Generalization Bounds via Meta-Learned Model Representations: PAC-Bayes and Sample Compression Hypernetworks
This work addresses the challenge of generalization guarantees in machine learning, offering incremental improvements by combining existing frameworks with new theoretical insights.
The paper tackles the problem of deriving tight generalization bounds for neural networks by proposing a meta-learning scheme using hypernetworks that encode datasets before decoding predictor parameters, achieving non-vacuous bounds through novel architectures including PAC-Bayesian and Sample Compress encoders.
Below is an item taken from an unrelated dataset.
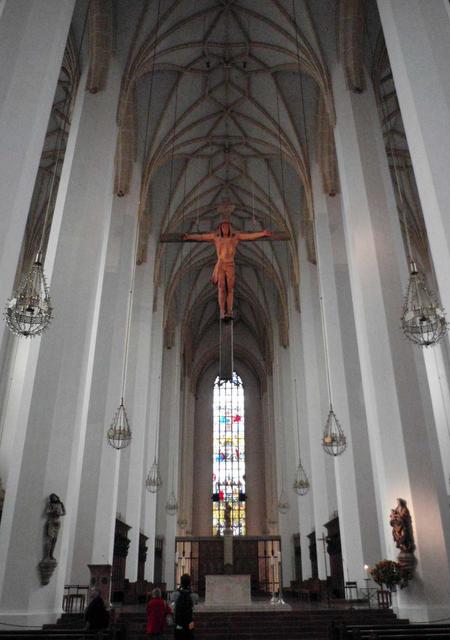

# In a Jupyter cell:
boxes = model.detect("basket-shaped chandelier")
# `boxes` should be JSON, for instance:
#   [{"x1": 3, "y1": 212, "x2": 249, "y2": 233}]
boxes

Both PAC-Bayesian and Sample Compress learning frameworks are instrumental for deriving tight (non-vacuous) generalization bounds for neural networks. We leverage these results in a meta-learning scheme, relying on a hypernetwork that outputs the parameters of a downstream predictor from a dataset input. The originality of our approach lies in the investigated hypernetwork architectures that encode the dataset before decoding the parameters: (1) a PAC-Bayesian encoder that expresses a posterior distribution over a latent space, (2) a Sample Compress encoder that selects a small sample of the dataset input along with a message from a discrete set, and (3) a hybrid between both approaches motivated by a new Sample Compress theorem handling continuous messages. The latter theorem exploits the pivotal information transiting at the encoder-decoder junction in order to compute generalization guarantees for each downstream predictor obtained by our meta-learning scheme.